MiniMax M2.7 Open-Sourced: Self-Evolving Agent Model with 56.22% SWE-Pro Score

1. MiniMax M2.7 Open-Sourced: Self-Evolving Agent Model with 56.22% SWE-Pro Score

MiniMax has released the weights for M2.7, an agentic model that actively participated in its own development cycle through unsupervised self-evolution. The model achieves a 56.22% score on the SWE-Pro benchmark, matching GPT-5.3-Codex performance. It is available for download on Hugging Face, with free API access currently provided by NVIDIA. Developers should note that the open-source license includes specific commercial limitations.

2. Anthropic API Prompt Cache TTL Regression Inflates Claude Code Costs

Analysis of Claude Code session logs indicates that Anthropic silently reduced the prompt cache Time-To-Live (TTL) default from 1 hour to 5 minutes in early March 2026. This server-side change has resulted in a 20 to 32 percent increase in cache creation costs for users. The reduced TTL causes frequent full cache misses during extended development sessions, leading to rapid quota exhaustion for subscription users. Developers relying on long-context sessions should monitor their API usage and adjust their workflow to mitigate these increased costs.

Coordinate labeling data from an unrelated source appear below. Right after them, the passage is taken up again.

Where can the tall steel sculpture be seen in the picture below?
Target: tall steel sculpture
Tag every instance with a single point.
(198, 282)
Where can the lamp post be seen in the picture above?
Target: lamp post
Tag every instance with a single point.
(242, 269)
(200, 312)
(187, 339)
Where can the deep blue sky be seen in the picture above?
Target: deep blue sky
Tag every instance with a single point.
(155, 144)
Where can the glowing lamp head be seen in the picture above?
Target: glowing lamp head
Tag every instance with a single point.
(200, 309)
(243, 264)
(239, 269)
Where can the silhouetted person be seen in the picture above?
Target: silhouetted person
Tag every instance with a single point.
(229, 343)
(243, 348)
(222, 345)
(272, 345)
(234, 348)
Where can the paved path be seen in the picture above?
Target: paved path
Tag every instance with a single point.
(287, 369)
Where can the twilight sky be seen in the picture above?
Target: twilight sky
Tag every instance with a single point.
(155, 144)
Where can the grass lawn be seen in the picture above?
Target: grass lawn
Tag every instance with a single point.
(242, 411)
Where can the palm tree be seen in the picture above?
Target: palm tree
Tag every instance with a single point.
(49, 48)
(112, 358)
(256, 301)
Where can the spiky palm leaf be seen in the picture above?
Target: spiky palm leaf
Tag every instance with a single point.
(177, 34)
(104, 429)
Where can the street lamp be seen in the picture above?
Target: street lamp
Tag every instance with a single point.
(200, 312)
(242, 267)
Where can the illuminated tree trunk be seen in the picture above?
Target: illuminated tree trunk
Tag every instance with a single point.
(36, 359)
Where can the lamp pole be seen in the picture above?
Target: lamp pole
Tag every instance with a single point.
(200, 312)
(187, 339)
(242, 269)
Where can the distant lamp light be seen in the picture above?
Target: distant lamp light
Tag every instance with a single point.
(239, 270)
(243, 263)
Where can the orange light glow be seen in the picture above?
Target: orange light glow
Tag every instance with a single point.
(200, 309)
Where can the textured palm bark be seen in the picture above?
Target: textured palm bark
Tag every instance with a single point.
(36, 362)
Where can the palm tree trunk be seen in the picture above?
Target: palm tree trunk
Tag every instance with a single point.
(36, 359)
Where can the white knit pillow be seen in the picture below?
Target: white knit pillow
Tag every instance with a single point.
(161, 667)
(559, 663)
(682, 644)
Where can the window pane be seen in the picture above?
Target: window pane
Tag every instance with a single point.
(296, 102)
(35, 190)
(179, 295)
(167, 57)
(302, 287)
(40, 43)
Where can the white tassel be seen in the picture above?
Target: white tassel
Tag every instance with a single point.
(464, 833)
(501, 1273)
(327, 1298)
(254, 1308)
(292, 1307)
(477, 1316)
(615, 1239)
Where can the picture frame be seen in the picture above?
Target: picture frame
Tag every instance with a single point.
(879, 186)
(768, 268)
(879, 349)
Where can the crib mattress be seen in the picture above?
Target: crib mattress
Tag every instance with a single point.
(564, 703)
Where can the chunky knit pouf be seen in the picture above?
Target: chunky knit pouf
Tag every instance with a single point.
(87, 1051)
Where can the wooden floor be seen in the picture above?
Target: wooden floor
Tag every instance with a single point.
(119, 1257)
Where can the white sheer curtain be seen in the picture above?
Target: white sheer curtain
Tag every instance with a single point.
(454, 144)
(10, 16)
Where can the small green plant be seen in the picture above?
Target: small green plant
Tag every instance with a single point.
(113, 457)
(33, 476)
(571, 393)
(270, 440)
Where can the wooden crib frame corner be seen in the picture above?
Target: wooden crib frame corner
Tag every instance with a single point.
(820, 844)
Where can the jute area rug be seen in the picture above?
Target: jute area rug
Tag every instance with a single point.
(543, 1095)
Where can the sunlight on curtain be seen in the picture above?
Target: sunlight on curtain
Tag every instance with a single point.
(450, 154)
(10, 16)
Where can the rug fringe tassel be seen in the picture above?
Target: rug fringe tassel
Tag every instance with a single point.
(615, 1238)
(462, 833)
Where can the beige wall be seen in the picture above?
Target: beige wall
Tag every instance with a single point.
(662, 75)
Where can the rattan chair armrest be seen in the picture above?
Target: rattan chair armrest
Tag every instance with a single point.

3. Liquid AI Releases LFM2.5-VL-450M Vision-Language Model for Edge Devices

Liquid AI has launched LFM2.5-VL-450M, an updated 450-million parameter vision-language model optimized for edge hardware. The new release adds support for bounding box prediction, function calling, and expanded multilingual understanding. It is designed to run directly on embedded AI modules like the NVIDIA Jetson Orin with sub-250ms inference times. This provides developers with a lightweight, multimodal option for local deployments where latency and compute are constrained.

4. Small Open-Weights Models Replicate Anthropic Mythos Vulnerability Discoveries

Security researchers at AISLE demonstrated that small, open-weights models can recover the same zero-day vulnerability analysis as Anthropic's limited-access Mythos model. Testing showed that an open 3.6-billion parameter model successfully detected the flagship FreeBSD exploit highlighted in the Mythos announcement. This indicates that AI cybersecurity capabilities do not scale strictly with model size. The findings suggest that the defensive advantage lies in the surrounding security system architecture rather than relying solely on large proprietary models.

5. BenchJack Preview: Automated Exploit Tool Invalidates Major AI Agent Benchmarks

Researchers have developed BenchJack, an automated scanning agent that exploits major AI agent benchmarks like SWE-bench and WebArena to achieve near-perfect scores without solving tasks. The tool demonstrates that current leaderboards can be gamed using simple exploits, such as reading gold answers directly from task configurations. The creators are preparing BenchJack for public release to enable adversarial robustness testing for benchmark developers. This reveals a significant flaw in how industry models are currently evaluated for agentic capabilities.

6. Claudraband: Terminal Wrapper for Claude Code with Session Management

Claudraband is a new open-source tool that wraps the Claude Code TUI in a controlled terminal environment using tmux or xterm.js. It enables resumable, non-interactive workflows and allows developers to interrogate older sessions. The project includes an HTTP server for remote control and an ACP server for integration with alternative frontends like Zed. A TypeScript library is also provided for embedding these workflows into custom applications.